One researcher, however, suggested that Microsoft is also partly to blame. “Companies have discovered that they can lie in their P3P Compact Privacy Statements and nobody bothers to do anything about it,” said Lorrie Faith Cranor, an Associate Professor of Computer Science and of Engineering and Public Policy at Carnegie Mellon University. “Companies have also discovered that, due to a bug in IE, if they have an invalid privacy statement, IE will not block it.”
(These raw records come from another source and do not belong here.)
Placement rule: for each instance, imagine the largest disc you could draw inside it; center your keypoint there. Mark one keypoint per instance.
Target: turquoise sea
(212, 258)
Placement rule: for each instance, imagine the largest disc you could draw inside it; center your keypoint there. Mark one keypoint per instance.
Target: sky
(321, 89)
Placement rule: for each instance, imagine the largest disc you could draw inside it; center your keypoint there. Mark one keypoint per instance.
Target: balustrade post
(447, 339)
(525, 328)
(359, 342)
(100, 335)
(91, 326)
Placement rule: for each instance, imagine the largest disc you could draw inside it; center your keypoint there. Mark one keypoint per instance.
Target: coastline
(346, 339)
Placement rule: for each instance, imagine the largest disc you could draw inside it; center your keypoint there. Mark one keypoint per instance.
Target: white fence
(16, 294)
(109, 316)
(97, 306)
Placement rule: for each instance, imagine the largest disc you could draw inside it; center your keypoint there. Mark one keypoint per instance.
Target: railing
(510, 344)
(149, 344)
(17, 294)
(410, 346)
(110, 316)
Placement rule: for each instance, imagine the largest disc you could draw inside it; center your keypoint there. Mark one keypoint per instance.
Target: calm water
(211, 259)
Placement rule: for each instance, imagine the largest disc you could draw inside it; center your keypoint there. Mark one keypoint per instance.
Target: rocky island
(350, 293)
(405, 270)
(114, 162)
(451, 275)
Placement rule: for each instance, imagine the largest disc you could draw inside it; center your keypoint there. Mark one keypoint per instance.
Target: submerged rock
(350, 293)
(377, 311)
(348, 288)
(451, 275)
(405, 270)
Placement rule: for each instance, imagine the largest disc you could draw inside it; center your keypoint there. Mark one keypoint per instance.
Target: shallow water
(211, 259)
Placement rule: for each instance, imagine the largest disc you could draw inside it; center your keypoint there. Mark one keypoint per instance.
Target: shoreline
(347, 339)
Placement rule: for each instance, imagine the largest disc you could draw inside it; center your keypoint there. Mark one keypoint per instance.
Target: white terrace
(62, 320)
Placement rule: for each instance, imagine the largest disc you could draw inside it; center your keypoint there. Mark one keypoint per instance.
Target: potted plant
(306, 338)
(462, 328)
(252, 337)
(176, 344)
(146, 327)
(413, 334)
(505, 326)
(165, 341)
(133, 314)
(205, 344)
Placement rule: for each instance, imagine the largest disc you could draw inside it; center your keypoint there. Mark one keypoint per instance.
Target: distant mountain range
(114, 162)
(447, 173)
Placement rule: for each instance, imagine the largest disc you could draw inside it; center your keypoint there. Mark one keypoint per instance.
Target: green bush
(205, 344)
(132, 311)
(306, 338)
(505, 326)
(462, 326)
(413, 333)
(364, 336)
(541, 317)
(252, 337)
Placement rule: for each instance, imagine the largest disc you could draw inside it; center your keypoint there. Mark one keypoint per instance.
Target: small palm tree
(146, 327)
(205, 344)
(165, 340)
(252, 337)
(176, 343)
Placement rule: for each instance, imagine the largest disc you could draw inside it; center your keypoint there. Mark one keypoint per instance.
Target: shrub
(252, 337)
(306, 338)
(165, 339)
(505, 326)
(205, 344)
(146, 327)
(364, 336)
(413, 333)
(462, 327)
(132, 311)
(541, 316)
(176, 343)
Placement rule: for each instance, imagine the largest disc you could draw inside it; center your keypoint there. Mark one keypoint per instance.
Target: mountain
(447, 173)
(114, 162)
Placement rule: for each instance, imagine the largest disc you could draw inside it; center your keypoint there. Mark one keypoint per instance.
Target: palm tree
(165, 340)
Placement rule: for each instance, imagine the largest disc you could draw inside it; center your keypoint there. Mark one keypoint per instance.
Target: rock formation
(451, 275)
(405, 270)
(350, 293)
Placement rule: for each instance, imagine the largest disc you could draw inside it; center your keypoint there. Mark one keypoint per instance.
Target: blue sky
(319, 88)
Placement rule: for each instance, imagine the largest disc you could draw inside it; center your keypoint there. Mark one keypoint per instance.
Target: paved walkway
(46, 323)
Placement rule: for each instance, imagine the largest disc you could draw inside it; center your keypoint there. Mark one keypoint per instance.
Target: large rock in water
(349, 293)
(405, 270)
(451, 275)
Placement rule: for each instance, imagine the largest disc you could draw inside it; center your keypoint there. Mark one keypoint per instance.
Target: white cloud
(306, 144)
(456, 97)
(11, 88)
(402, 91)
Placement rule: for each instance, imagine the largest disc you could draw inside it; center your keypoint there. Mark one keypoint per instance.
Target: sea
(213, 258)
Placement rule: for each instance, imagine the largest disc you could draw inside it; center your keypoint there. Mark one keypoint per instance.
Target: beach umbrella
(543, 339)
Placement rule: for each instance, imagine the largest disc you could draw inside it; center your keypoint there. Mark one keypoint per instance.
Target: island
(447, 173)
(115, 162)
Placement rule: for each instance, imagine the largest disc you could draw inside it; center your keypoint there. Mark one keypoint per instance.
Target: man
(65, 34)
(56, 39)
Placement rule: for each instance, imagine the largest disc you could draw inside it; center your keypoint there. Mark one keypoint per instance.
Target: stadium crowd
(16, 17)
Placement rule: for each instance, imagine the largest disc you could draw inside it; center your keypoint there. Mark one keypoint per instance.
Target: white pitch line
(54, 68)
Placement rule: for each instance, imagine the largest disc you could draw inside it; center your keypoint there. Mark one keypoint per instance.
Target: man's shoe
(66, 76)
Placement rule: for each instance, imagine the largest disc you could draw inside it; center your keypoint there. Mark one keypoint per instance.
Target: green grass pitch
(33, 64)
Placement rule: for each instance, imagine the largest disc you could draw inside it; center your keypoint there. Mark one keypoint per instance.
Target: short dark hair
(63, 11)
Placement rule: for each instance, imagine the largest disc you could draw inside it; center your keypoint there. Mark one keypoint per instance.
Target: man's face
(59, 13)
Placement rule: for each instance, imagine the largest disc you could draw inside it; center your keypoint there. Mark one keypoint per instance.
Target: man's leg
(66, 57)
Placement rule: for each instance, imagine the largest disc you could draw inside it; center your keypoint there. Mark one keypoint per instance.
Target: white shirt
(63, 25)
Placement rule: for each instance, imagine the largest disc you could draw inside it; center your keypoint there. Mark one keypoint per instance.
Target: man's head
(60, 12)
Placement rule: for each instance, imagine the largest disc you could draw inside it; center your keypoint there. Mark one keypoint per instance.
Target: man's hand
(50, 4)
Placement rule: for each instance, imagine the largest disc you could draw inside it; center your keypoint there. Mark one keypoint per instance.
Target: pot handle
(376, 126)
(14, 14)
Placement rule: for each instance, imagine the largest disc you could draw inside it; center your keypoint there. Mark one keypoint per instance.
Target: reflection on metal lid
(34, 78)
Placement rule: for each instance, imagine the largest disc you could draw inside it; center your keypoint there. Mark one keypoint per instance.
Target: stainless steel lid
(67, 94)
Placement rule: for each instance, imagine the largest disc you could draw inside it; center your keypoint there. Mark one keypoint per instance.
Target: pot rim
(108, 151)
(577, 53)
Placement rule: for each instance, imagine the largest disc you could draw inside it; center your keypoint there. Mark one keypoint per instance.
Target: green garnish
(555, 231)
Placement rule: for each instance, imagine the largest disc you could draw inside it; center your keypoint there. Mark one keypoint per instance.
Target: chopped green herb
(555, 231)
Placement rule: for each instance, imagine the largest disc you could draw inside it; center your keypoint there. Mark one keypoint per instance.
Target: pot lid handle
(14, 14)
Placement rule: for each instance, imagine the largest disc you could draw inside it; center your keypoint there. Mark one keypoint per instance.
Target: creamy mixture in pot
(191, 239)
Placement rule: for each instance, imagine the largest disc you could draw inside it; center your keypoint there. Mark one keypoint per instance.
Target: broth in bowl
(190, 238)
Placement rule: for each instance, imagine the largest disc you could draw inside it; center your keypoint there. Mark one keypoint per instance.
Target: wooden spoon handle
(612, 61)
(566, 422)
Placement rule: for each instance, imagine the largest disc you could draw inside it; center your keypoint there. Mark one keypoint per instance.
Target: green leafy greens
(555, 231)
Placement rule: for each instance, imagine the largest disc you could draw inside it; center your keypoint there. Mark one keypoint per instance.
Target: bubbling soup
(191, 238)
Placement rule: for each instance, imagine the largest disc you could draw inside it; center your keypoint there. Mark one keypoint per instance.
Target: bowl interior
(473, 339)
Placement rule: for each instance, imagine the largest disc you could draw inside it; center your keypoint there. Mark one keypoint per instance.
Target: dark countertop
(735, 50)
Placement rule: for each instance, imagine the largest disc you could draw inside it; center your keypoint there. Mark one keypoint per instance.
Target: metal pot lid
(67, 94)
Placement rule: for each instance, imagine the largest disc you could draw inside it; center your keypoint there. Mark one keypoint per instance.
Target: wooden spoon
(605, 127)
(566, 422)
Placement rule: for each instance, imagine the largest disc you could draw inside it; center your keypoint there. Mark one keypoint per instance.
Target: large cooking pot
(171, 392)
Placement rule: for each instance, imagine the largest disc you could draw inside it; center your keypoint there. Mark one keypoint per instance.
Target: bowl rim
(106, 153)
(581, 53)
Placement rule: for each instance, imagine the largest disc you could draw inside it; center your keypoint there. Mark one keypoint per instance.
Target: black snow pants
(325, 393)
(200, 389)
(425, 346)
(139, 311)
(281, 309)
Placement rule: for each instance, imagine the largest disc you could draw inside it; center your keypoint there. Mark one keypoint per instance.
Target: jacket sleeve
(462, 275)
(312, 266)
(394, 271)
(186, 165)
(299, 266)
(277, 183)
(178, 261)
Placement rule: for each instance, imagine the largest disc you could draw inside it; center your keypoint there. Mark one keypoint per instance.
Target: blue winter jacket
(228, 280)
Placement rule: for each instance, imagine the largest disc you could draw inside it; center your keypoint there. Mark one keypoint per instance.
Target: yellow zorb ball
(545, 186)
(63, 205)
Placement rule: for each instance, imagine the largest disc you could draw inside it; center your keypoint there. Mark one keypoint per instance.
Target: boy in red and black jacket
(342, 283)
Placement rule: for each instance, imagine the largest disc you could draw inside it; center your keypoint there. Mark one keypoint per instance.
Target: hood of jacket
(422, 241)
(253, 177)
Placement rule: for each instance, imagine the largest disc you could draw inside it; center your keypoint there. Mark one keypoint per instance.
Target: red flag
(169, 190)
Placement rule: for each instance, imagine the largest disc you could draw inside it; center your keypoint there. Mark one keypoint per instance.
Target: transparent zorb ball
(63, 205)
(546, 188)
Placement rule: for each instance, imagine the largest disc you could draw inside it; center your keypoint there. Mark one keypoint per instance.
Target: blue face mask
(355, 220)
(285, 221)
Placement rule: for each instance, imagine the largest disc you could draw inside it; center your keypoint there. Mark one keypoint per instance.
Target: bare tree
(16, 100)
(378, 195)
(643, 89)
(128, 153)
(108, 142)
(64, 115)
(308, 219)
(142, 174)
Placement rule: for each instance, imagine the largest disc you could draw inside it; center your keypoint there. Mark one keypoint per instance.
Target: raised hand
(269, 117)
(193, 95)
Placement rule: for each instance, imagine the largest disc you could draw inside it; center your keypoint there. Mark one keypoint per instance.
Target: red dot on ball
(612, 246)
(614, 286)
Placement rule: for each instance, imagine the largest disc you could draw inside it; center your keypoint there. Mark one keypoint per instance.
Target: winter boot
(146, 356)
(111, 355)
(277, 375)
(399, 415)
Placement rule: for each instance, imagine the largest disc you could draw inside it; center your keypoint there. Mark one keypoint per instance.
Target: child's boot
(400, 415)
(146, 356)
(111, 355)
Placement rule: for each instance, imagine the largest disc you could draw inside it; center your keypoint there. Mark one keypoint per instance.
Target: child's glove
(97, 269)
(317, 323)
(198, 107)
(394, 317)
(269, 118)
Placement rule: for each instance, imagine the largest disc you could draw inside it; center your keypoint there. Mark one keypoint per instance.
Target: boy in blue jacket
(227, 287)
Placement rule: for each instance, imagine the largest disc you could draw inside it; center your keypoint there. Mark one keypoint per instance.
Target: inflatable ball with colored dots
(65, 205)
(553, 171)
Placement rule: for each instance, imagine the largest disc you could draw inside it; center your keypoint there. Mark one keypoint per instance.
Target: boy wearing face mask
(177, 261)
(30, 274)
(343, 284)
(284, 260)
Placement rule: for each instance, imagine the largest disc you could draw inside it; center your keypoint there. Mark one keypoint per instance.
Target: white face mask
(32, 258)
She said that Google is not alone in circumventing P3P and that this issue points to a larger problem in browser privacy. In fact, Facebook presents a P3P statement that reads: “Facebook does not have a P3P policy.” She said that that line is an invalid P3P privacy statement so it essentially turns off IE cookie blocking. “Thousands” of other sites have P3P privacy statements that don’t match their actual practices, she added.
Facebook did not reply to a request for comment about the allegation.
“The excuse everyone uses to justify this circumvention is that P3P is dead and IE breaks the cool things they want to do on their website, so therefore it is ok to circumvent browser privacy controls,” she said. Cranor chaired the P3P working group and acknowledged that the protocol is struggling. But she suggests that if the industry doesn’t like P3P, it should ask Microsoft to remove it from its browser. Or, the industry could also ask standards bodies to declare P3P dead.
“I suspect nobody wants to do that because it might call into question the effectiveness of industry self regulation on privacy,” she said.
Cranor reportedly alerted Microsoft back in 2010 to the potential for the kind of privacy breach it describes Google uses, according to the All About Microsoft blog.
Microsoft said it has asked Google to honor P3P privacy settings for users of all browsers, Hachamovitch said.
In addition, he noted that this issue does not impact users of a new privacy feature called Tracking Protection in IE 9.
Microsoft’s blog post yesterday follows an uproar last week following a Wall Street Journal article that charged Google with circumventing privacy policies in Safari, allowing it to track user movement across websites. The activity would allow Google to track users of iPhones and other devices that use Apple’s Safari browser.
Google said the story does not characterise what happens and why. It denied that it was tracking users but acknowledged that it inadvertently was dropping advertising cookies on users’ phones against their wishes.